The national debt of the United States has reached an unprecedented level of over $38 trillion, marking a significant and concerning milestone in the nation’s fiscal management. According to the latest report released by the US Department of the Treasury, the national debt stands at approximately $38,019,813 as of a recent Tuesday, highlighting the widening chasm between government spending and revenue generation.
This staggering figure translates to about $111,000 per individual in the United States. Alarmingly, it reflects an economic burden equivalent to the combined total output of major global economies, including China, India, Japan, Germany, and the United Kingdom, as articulated by the Peter G Peterson Foundation, a prominent think tank based in Washington, DC.
The acceleration of national debt has been evident, with this latest increase occurring just over two months after it surpassed the $37 trillion mark in mid-August.
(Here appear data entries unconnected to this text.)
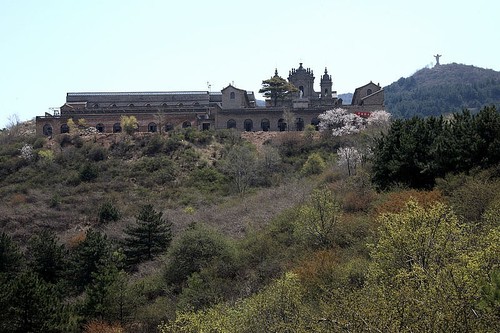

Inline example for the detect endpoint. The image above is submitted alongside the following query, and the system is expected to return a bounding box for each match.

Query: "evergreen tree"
[0,271,69,333]
[259,70,299,106]
[82,262,133,324]
[70,229,111,291]
[0,232,23,278]
[26,230,66,283]
[124,205,172,265]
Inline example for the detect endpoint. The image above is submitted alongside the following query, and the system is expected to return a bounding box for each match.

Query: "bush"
[301,153,326,176]
[98,201,120,223]
[165,224,236,287]
[79,163,99,182]
[87,146,108,162]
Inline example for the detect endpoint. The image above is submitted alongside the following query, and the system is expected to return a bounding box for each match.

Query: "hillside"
[384,63,500,118]
[0,108,500,333]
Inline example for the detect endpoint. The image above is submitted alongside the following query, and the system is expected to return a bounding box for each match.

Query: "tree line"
[372,106,500,189]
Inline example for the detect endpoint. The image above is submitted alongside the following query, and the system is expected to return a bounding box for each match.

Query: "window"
[148,123,158,133]
[243,119,253,132]
[260,119,271,132]
[61,124,69,134]
[43,124,52,136]
[165,123,174,132]
[311,118,319,131]
[278,119,286,132]
[295,118,304,131]
[227,119,236,128]
[113,123,122,133]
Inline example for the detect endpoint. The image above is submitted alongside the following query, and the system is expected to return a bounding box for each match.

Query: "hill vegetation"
[0,107,500,333]
[384,63,500,118]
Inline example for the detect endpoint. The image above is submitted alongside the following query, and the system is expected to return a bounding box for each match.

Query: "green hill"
[384,63,500,118]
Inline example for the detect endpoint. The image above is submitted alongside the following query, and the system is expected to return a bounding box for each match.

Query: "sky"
[0,0,500,128]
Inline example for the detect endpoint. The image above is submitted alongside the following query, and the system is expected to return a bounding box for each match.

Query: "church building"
[36,63,384,136]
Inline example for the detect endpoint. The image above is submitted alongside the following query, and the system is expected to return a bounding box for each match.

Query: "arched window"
[311,118,319,131]
[113,123,122,133]
[243,119,253,132]
[295,118,304,131]
[278,118,286,132]
[61,124,69,134]
[227,119,236,128]
[43,124,52,136]
[148,123,158,133]
[260,119,271,132]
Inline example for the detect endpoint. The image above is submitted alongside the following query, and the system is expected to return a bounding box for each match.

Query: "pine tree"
[26,231,67,283]
[69,229,112,291]
[124,205,172,265]
[0,232,23,278]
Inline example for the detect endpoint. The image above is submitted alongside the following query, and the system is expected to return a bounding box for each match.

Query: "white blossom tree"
[20,143,34,161]
[367,110,391,127]
[337,147,363,176]
[318,108,365,136]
In comparison, the debt was recorded at $36 trillion in November 2024 and had previously stood at $35 trillion in July of the same year.
Michael A. Peterson, CEO of the Peter G Peterson Foundation, expressed his concern regarding the current fiscal policies. He criticized US lawmakers for failing to fulfill their fundamental fiscal responsibilities, stating that continuously adding trillions to the national debt and relying on a crisis-driven budgeting approach is no appropriate method for managing the finances of a nation as significant as the US. Peterson urged lawmakers to consider responsible reforms that could set the country back on a path toward fiscal stability.
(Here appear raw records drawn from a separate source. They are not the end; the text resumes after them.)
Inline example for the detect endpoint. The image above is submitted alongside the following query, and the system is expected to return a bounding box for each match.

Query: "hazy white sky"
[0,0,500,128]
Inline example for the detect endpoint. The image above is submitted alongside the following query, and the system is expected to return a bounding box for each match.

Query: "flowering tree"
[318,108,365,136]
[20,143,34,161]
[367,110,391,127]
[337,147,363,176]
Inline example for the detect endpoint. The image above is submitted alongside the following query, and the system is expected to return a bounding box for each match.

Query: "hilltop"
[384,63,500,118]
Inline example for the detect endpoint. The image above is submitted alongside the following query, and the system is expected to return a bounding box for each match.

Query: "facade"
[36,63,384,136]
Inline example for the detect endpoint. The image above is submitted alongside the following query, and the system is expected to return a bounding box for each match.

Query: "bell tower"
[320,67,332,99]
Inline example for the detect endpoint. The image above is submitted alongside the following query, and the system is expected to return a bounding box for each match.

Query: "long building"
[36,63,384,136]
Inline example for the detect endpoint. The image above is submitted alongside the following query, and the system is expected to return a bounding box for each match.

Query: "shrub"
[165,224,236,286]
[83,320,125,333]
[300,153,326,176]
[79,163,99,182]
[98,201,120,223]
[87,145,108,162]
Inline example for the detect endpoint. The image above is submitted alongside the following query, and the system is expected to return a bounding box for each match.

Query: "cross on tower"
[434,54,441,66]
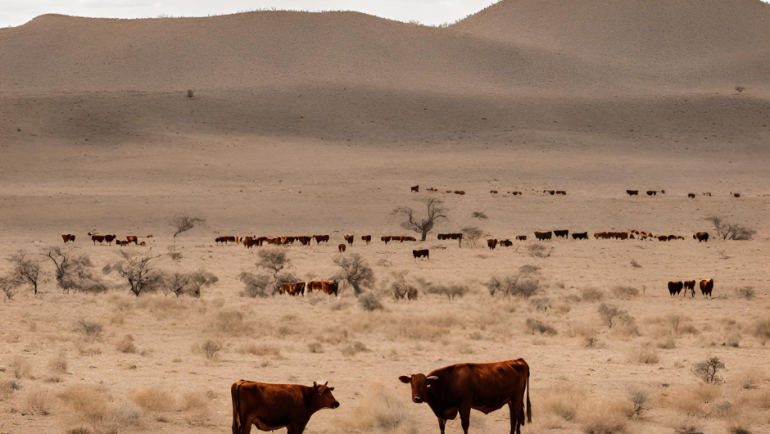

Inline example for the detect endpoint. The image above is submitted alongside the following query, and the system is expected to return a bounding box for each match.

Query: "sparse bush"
[690,357,725,384]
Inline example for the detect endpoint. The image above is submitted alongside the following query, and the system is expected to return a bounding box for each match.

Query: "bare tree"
[390,197,449,241]
[334,253,374,296]
[104,250,164,297]
[170,214,206,244]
In a broader context of fiscal health, Moody’s Investors Service recently downgraded the US government’s credit rating from Aaa to Aa1, citing a persistent failure on the part of consecutive administrations to address ongoing large annual fiscal deficits and the associated rise in interest costs. This downgrade follows similar actions taken by other credit rating agencies, such as Fitch and Standard & Poor’s, in earlier years.
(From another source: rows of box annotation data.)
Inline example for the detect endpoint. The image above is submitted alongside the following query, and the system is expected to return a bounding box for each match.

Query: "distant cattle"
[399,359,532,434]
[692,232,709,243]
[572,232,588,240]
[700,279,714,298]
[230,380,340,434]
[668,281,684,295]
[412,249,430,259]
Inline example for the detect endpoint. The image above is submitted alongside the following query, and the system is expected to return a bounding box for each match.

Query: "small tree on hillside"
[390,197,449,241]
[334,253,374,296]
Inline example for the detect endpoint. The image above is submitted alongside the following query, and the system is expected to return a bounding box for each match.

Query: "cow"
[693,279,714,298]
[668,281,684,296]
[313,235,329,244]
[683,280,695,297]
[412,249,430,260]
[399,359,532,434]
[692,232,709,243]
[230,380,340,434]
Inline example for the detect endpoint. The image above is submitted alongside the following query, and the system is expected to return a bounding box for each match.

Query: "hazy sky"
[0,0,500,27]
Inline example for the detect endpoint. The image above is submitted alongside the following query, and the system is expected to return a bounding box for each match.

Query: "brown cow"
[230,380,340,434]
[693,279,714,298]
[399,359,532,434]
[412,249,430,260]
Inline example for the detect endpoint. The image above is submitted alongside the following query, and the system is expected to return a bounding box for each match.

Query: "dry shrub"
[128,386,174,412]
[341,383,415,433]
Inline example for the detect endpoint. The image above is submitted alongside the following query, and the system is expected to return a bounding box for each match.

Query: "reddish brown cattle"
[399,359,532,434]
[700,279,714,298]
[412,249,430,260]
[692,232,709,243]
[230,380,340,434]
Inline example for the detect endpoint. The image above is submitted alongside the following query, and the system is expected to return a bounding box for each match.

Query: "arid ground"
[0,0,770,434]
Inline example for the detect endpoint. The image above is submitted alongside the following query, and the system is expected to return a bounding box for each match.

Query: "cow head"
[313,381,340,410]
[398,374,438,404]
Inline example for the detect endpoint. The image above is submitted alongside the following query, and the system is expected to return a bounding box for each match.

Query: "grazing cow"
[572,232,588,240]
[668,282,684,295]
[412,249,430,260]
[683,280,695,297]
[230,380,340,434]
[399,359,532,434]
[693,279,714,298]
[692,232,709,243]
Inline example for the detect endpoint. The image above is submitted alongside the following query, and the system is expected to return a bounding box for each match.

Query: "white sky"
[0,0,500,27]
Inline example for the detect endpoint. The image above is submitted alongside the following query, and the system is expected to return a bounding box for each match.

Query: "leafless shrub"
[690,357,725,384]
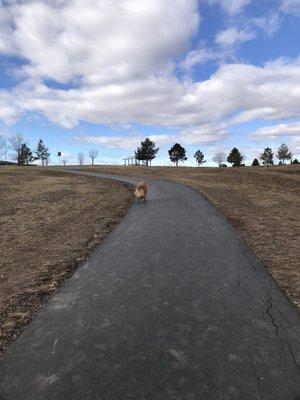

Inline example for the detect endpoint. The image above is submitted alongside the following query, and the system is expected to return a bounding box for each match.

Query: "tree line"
[135,138,299,167]
[0,134,50,166]
[0,134,299,167]
[0,134,99,166]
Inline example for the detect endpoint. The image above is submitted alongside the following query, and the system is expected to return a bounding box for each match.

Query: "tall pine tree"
[260,147,274,166]
[227,147,244,167]
[194,150,206,167]
[135,138,159,167]
[169,143,187,167]
[277,143,292,164]
[35,139,50,165]
[18,143,34,165]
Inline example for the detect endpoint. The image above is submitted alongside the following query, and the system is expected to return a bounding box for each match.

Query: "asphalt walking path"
[0,173,300,400]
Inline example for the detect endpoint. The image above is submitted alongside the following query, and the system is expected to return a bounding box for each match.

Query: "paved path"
[0,174,300,400]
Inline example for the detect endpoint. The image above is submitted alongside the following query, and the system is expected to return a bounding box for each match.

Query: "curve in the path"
[0,173,300,400]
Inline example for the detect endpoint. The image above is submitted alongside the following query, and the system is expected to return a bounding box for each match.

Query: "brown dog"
[134,181,148,203]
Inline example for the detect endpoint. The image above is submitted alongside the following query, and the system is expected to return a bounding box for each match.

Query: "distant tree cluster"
[131,138,298,167]
[0,134,299,167]
[0,134,50,166]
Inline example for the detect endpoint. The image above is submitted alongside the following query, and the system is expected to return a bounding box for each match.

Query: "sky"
[0,0,300,166]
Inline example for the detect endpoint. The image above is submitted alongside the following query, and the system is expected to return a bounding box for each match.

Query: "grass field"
[68,165,300,308]
[0,166,300,351]
[0,167,132,352]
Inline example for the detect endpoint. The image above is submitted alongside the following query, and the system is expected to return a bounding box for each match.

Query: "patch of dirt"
[73,165,300,309]
[0,167,133,352]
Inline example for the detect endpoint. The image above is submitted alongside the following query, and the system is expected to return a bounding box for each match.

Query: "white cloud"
[250,122,300,140]
[181,44,223,70]
[0,59,300,146]
[0,0,300,147]
[215,27,256,47]
[280,0,300,15]
[0,0,199,84]
[208,0,251,16]
[249,12,281,37]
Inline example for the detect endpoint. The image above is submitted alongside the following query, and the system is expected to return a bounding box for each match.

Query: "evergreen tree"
[135,138,159,167]
[213,151,226,167]
[277,143,292,164]
[168,143,187,167]
[260,147,274,166]
[18,143,34,165]
[89,149,98,165]
[227,147,244,167]
[194,150,206,167]
[35,139,50,165]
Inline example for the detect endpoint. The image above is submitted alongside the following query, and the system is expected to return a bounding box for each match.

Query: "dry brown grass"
[68,165,300,308]
[0,167,132,352]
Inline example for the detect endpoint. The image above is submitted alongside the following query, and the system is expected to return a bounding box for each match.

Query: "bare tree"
[77,153,84,165]
[213,151,226,166]
[89,149,98,165]
[9,133,24,163]
[0,135,6,161]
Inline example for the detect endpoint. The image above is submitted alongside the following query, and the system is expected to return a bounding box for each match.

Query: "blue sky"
[0,0,300,165]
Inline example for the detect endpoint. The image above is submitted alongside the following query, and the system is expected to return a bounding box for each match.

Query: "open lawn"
[68,165,300,308]
[0,167,132,352]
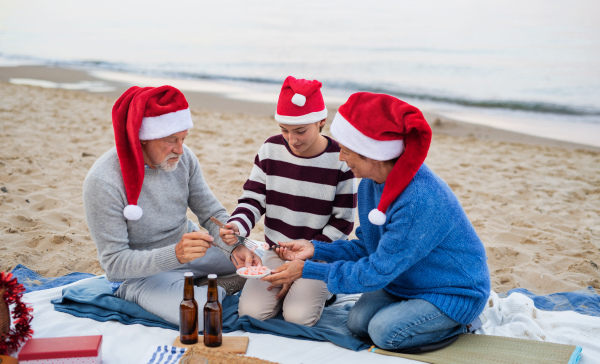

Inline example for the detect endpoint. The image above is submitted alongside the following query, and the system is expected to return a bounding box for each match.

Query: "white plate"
[235,267,271,278]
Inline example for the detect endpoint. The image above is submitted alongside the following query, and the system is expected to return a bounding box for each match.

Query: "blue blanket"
[498,287,600,316]
[11,265,600,351]
[11,264,94,293]
[52,277,369,351]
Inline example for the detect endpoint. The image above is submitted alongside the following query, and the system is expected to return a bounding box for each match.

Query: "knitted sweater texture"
[302,165,490,324]
[83,145,233,281]
[230,134,357,244]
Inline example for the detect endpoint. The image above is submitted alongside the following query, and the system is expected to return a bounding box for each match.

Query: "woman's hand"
[275,240,315,260]
[260,260,304,288]
[231,245,262,269]
[219,223,240,245]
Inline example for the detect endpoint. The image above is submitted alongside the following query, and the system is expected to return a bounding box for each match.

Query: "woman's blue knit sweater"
[302,165,490,325]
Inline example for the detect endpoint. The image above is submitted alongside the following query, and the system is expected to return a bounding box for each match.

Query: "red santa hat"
[330,92,431,225]
[112,86,192,220]
[275,76,327,125]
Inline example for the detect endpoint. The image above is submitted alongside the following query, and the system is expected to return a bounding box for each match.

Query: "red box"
[19,335,102,364]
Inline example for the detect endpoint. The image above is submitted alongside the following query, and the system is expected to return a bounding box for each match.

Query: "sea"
[0,0,600,147]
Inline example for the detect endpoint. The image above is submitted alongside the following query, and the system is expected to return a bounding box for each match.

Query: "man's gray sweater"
[83,145,233,281]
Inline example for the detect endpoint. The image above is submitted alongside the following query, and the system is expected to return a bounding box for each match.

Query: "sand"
[0,68,600,294]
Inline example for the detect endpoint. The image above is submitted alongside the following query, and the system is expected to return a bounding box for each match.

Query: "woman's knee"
[346,307,371,337]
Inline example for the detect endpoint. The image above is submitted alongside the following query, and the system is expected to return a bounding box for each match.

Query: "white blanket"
[16,277,600,364]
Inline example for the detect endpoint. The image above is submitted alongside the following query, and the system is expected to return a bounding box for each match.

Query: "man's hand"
[275,240,315,260]
[260,260,304,288]
[231,245,262,269]
[219,223,240,245]
[175,231,213,264]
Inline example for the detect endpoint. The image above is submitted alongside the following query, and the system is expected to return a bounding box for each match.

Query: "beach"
[0,67,600,294]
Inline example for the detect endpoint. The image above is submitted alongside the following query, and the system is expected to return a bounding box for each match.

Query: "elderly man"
[83,86,256,327]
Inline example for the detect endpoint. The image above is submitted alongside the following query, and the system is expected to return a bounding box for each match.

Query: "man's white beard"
[156,153,181,172]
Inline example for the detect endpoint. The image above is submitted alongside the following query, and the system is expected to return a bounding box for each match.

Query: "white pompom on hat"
[330,92,431,225]
[275,76,327,125]
[112,85,193,220]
Despite ongoing debates among economists about the threshold of debt that the US economy can sustain before facing potential crises, a consensus is forming around the notion that the current trend is untenable. A 2023 analysis from the Penn Wharton Budget Model indicated that financial markets may not accept US debt levels exceeding 200 percent of the gross domestic product (GDP). The Congressional Budget Office, which operates as a nonpartisan agency, has projected that the national debt could hit 200 percent of GDP by the year 2047. This projection is largely driven by extensive tax cuts enacted under President Donald Trump’s One Big Beautiful Bill Act, further complicating the fiscal landscape for future administrations.